[95]: Adam Duff, Esq., afterwards and for many years Sheriff of the county of Edinburgh, died on 17th May, 1840.—(1845.)
[96]: The Scotts of Scotstarvet, and other families of the name in Fife and elsewhere, claim no kindred with the great clan of the Border—and their armorial bearings are different.
[97]: Lord Byron writes to Mr. Moore, August 3, 1814: "Oh! I have had the most amusing letter from Hogg, the Ettrick Minstrel and Shepherd. I think very highly of him as a poet, but he and half of these Scotch and Lake troubadours are spoilt by living in little circles and petty coteries. London and the world is the only place to take the conceit out of a man—in the milling phrase. Scott, he says, is gone to the Orkneys in a gale of wind, during which wind, he affirms, the said Scott, he is sure, is not at his ease, to say the least of it. Lord! Lord! if these home-keeping minstrels had crossed your Atlantic or my Mediterranean, and tasted a little open boating in a white squall—or a gale in 'the Gut,'—or the Bay of Biscay, with no gale at all—how it would enliven and introduce them to a few of the sensations!—to say nothing of an illicit amour or two upon shore, in the way of Essay upon the Passions, beginning with simple adultery, and compounding it as they went along."—Life and Works, vol. iii. p. 102. Lord Byron, by the way, had written on July the 24th to Mr. Murray, "Waverley is the best and most interesting novel I have redde since—I don't know when," etc.—Ibid. p. 98.
[98]: Mr. Grieve was a man of cultivated mind and generous disposition, and a most kind and zealous friend of the Shepherd.
[99]: Major Riddell, the Duke's Chamberlain at Branksome Castle.
[100]: See letter to Mr. Morritt, ante, p. 120.
[101]: This alludes to some mummery in which David Hinves, of merry memory, wore a Caliban-like disguise.

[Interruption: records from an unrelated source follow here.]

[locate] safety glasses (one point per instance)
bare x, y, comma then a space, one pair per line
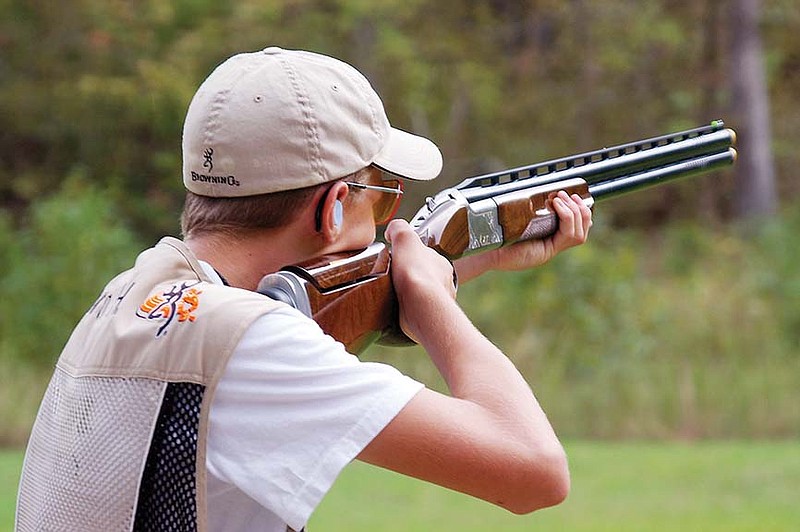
388, 202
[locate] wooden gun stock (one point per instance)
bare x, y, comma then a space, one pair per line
351, 296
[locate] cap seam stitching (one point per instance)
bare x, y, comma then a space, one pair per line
309, 121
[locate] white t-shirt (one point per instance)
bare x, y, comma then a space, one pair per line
292, 409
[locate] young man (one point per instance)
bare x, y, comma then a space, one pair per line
184, 400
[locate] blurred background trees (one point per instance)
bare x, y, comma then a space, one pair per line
93, 94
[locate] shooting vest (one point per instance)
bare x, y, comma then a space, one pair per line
119, 441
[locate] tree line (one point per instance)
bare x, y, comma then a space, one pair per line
98, 89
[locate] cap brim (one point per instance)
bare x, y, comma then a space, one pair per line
409, 156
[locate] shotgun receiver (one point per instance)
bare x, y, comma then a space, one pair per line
351, 296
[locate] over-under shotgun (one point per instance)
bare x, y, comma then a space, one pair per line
351, 295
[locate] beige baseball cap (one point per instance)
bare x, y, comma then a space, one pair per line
286, 119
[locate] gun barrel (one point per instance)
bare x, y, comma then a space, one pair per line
605, 164
616, 187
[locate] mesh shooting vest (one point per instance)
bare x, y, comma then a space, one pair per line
119, 441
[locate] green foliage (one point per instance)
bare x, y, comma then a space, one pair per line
712, 486
103, 86
53, 268
680, 333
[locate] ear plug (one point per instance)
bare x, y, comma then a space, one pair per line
338, 214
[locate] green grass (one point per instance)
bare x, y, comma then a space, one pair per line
707, 486
725, 486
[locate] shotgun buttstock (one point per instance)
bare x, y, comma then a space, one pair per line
350, 296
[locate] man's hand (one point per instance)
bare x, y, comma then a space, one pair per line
574, 222
420, 276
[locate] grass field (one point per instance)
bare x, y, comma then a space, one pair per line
708, 486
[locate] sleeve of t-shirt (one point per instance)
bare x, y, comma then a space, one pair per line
292, 409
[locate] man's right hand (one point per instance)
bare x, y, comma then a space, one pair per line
422, 279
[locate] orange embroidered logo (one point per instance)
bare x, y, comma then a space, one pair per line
177, 302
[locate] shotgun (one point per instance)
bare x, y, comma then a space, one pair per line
351, 295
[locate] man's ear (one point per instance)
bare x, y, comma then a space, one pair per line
331, 211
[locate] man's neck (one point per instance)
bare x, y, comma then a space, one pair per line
244, 260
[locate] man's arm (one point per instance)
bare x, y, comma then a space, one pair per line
490, 438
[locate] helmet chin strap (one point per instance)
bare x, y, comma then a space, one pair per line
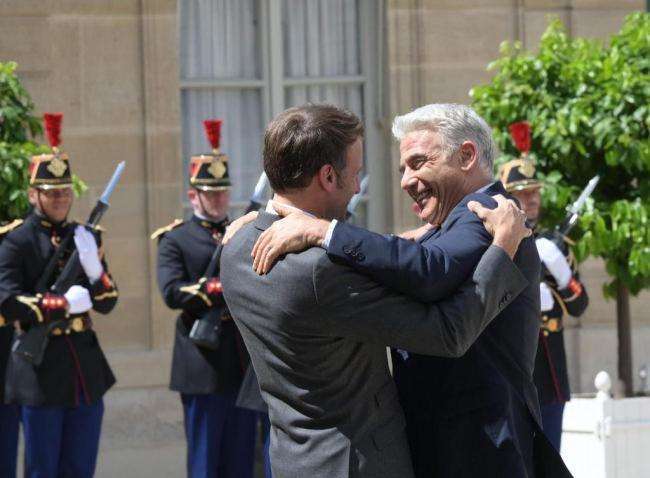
204, 211
41, 210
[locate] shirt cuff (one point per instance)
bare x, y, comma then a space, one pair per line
328, 235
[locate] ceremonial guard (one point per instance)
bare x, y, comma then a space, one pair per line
220, 435
61, 393
9, 413
561, 292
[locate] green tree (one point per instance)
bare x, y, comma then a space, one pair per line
18, 126
589, 107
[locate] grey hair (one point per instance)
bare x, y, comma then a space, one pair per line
455, 123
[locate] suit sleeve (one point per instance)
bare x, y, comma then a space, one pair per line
573, 298
355, 306
428, 272
103, 292
177, 290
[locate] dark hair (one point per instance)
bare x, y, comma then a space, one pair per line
301, 140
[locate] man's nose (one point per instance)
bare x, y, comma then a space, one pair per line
407, 181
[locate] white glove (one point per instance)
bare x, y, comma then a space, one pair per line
554, 261
79, 299
545, 297
88, 255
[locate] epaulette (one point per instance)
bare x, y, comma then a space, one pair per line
7, 228
159, 232
97, 228
568, 240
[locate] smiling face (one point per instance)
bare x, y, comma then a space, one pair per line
347, 181
433, 178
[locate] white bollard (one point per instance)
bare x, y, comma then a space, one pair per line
603, 383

He lived more than forty years in the service of Mr. W. S. Rose, and died in it last year. Mr. Rose was of course extremely young when he first picked up Hinves—a bookbinder by trade, and a preacher among the Methodists. A sermon heard casually under a tree in the New Forest had such touches of good feeling and broad humor, that the young gentleman promoted him to be his valet on the spot. He was treated latterly more like a friend than a servant by his master, and by all his master's intimate friends. Scott presented him with a copy of all his works; and Coleridge gave him a corrected (or rather an altered) copy of Christabel, with this inscription on the flyleaf: "Dear Hinves,—Till this book is concluded, and with it 'Gundimore, a poem, by the same author,' accept of this corrected copy of Christabel as a small token of regard; yet such a testimonial as I would not pay to any one I did not esteem, though he were an emperor. Be assured I shall send you for your private library every work I have published (if there be any to be had) and whatever I shall publish. Keep steady to the FAITH. If the fountain-head be always full, the stream cannot be long empty. Yours sincerely,
S. T. Coleridge."
11th November, 1816—Muddeford.
Mr. Rose imagines that the warning, "keep steady to the faith," was given in allusion to Ugo Foscolo's "supposed license in religious opinions."—Rhymes (Brighton, 1837), p. 92.—(1839.)